Lieutenant General Austin, a Marine Corps witness, told the committee the force is “executing force design” and pressing to field a “medium landing ship” (LSM) capability that is “central to the success of our stand in forces.” He said the LSM Block 1 is on the verge of procurement as a non-developmental vessel and that the service is using fast transports, landing craft and commercial shipping as a bridging strategy until LSM is operational.
Why it matters: Several members emphasized the importance of a continuous three ARG/MEU presence as the Marine Corps’ “North Star.” Lawmakers said achieving that posture requires not only procuring new hulls but also improving amphibious ship maintenance and reducing availability timelines so ships can return to sea for training and deployment. Representative Rob Wittman and others told the services that a statutory inventory of amphibious ships (the committee discussed a 31-ship floor in law) may not be sufficient and that readiness assumptions must be explicit.
Witnesses described near-term actions. Austin said the LSM plan is a three-tiered approach: procure a non-developmental Block 1 item as authorized in the FY25 NDAA, experiment and refine future blocks, and use bridging logistics until production ramps. Admiral Pitts said Navy efforts include “signature availability pilots” that lock maintenance work packages earlier to give yards and maintenance teams time to prepare material and reduce time in maintenance.

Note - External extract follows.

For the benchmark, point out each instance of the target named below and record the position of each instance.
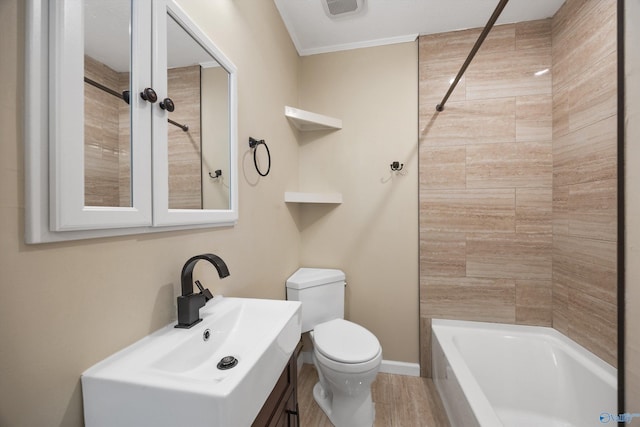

Members asked how procurement pacing and maintenance investments will be reflected in the shipbuilding plan and the Navy’s Program Acquisition and Materiel (PAM) timelines. Witnesses committed to further analysis and to provide details for the record. Members repeatedly urged that maintenance be treated as a priority in planning documents (the “plan of record”/POA&M) so that amphibious availability and sustainment do not become a bottleneck to achieving a three-ARG/MEU persistent presence.
The hearing produced no immediate procurement awards; members and witnesses agreed on follow-up oversight and additional questions for the record on lifecycle costs, midlife extension options for existing amphibious hulls and the detailed timeline for LSM block buys.